Le mois dernier, JeanYves Bronze s'est fait voler la seule chose qu'il ne pourra jamais remplacer après une introduction par effraction chez lui: les cendres de sa mère.

«Les voleurs n'ont pas pu se tromper. C'était évident que la boîte renfermait des cendres. Ils l'ont prise volontairement en sachant ce que c'était», rage le Montréalais de 65 ans. Complètement désemparé, il espère maintenant un miracle. Le Service de police de la Ville de Montréal a ouvert une enquête.

Le 28 août, l'homme est rentré chez lui après sa journée de travail pour découvrir que la porte arrière avait été défoncée. Le téléviseur et le lecteur DVD avaient disparu et le chat s'était sauvé. Tout de suite, il a appelé la police.

C'est en montant à l'étage qu'il a compris l'ampleur du crime aussi rare qu'inexplicable dont il venait d'être victime.

Dans sa chambre, le contenu des tiroirs de sa commode avait été renversé pêle-mêle sur son lit. Au premier coup d'oeil, il a cru que les cambrioleurs n'avaient rien pris. Puis, son ventre s'est serré et il s'est mis à chercher frénétiquement le seul objet qu'il ne voyait nulle part: la petite boîte de plastique noir qui contenait les restes de sa mère et qu'il conservait dans sa chambre depuis bientôt 10 ans.

Il a eu beau fouiller partout, elle n'y était plus.

«Les voleurs l'ont sûrement prise par méchanceté, croit M. Bronze. Ils n'ont pas trouvé d'argent ou d'objets de valeur alors ils ont voulu se venger.» C'est aussi la théorie qu'a avancée le policier qui s'est rendu chez le sexagénaire.

Une chose est sûre, le vol était délibéré. Le contenant dérobé n'a aucune valeur. Mais surtout, il était clairement identifié par une étiquette de la maison funéraire Magnus Poirier avec la date, le nom et une photo de la défunte: MarieLouise Lafontaine, morte le 28 novembre 1995 à l'âge de 88 ans, le jour de son anniversaire de mariage.

Complicité

Pour Jean-Yves Bronze, la perte est inestimable. Fils unique et célibataire, l'homme entretenait avec sa mère une relation tendre et complice. Les murs de sa maison sont tapissés de photos de la vieille dame. Lorsqu'elle est morte, il a décidé de conserver les cendres chez lui jusqu'à ce qu'il s'éteigne à son tour.

Son testament était prêt: il allait lui aussi se faire incinérer et ses cendres seraient mélangées avec celles de sa mère pour ensuite être enterrées dans un cimetière de leur patelin natal de Saint-Marc-sur-Richelieu.

«À la place, elle va surement passer les prochaines années au dépotoir, dit M Bronze. C'est d'une tristesse infinie de penser qu'elle a vécu 88 ans pour finir à la dompe.
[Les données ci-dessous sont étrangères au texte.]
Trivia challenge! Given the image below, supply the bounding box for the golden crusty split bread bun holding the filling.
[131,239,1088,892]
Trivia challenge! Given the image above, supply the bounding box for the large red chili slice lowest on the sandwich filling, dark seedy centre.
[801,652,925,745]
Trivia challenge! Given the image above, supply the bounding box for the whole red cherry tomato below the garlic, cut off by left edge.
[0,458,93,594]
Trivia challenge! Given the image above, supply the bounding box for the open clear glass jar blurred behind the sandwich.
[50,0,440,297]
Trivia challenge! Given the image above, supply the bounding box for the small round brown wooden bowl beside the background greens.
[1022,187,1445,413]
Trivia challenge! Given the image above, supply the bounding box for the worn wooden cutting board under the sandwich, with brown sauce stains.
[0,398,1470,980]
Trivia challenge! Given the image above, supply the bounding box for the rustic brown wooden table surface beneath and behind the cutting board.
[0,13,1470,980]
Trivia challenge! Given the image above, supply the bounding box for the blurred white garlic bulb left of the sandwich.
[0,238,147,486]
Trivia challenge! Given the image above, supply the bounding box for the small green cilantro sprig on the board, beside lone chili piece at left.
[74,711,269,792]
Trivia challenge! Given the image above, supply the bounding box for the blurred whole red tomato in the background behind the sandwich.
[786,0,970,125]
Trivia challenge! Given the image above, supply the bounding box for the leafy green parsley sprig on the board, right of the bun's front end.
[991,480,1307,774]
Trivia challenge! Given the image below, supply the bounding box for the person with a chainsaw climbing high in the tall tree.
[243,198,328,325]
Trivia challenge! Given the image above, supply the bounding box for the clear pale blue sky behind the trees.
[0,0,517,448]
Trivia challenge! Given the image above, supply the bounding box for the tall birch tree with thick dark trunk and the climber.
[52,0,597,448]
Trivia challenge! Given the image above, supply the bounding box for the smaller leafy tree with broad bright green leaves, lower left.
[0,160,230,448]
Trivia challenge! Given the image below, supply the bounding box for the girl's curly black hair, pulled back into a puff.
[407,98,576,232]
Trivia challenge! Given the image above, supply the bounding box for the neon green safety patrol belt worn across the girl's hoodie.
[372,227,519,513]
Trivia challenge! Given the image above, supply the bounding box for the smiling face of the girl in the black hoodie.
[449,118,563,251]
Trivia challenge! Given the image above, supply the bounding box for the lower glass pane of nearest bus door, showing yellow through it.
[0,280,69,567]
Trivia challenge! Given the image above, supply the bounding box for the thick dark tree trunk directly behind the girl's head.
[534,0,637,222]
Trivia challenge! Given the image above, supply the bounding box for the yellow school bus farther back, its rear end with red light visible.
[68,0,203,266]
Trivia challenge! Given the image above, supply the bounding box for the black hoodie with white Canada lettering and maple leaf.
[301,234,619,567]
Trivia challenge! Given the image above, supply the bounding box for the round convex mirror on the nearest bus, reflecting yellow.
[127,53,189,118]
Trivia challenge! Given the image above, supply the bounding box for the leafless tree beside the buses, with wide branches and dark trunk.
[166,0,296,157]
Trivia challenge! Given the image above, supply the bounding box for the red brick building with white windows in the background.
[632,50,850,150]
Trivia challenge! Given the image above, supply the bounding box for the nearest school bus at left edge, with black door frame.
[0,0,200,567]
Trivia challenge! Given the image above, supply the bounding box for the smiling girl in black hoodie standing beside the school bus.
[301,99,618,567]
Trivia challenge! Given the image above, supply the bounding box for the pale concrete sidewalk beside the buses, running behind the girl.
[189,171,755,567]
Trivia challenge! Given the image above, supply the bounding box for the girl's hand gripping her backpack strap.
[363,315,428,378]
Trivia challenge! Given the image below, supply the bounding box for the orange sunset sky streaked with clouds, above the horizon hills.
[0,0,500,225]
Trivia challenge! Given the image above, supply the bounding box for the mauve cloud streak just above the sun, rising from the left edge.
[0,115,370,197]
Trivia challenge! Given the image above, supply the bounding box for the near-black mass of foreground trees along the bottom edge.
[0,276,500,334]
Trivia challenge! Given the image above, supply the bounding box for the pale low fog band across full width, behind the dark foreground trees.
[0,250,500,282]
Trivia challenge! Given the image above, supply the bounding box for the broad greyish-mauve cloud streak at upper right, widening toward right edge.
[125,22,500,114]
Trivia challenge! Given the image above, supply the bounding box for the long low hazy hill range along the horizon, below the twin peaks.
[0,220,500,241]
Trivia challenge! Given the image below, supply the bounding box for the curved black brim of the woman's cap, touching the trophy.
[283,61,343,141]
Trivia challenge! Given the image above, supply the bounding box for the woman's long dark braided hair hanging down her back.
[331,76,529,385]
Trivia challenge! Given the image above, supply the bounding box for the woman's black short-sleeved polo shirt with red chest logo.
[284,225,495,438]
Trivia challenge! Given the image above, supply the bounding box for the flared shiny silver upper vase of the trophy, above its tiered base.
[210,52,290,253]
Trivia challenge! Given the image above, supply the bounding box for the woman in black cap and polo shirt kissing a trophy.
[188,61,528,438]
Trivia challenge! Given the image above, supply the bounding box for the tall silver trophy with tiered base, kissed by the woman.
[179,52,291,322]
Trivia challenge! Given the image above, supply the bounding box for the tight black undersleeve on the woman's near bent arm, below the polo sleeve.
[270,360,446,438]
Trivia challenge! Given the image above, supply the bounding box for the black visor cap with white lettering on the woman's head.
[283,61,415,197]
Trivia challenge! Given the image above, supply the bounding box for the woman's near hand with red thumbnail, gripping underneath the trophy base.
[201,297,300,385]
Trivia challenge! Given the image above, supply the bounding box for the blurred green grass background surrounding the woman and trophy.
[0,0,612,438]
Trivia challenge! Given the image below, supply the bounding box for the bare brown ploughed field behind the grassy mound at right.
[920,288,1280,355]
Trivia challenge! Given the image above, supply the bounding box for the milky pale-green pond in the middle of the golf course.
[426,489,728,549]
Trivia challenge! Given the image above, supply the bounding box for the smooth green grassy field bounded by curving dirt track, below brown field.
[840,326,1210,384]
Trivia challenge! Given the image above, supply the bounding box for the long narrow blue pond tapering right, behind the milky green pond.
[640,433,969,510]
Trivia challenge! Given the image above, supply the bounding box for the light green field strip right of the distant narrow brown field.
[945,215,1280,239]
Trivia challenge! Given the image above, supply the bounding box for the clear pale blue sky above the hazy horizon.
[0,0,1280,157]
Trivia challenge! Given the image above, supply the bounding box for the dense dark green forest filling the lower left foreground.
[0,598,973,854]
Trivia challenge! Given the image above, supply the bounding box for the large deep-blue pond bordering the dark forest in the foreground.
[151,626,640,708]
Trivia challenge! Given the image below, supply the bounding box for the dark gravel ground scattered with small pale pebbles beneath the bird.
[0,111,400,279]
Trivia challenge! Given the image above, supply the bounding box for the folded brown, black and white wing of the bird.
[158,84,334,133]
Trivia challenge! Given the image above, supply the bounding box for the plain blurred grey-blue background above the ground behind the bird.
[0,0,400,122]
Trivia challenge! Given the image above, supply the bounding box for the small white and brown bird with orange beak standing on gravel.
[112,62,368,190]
Personne ne mérite ça.»

Le lendemain du cambriolage, le sexagénaire s'est rendu aux bureaux de Magnus Poirier, rue Sherbrooke. «Je me suis dit que si quelqu'un retrouvait la boîte, il la ramènerait peut-être là.» Un mois plus tard, toujours rien.

«Ce genre de vol est très rare, et souvent dirigé pour faire souffrir la victime. Personne ne vole des cendres sans raison», note le vice-président au service à la clientèle de la maison funéraire, Patrice Chavegros.

Cette raison, M. Bronze n'arrive pas à la comprendre. «Un voleur qui a de la classe ne ferait pas ça», laisse-t-il tomber.

L'important pour lui, ce n'est pas de comprendre. C'est de retrouver ce qu'on lui a pris. Il y croit de moins en moins. «S'ils l'ont jetée, je ne la retrouverai jamais. Mais tant que je ne saurai pas vraiment ce qu'ils ont fait avec, il me restera toujours un petit espoir. Je ne serai pas en paix.»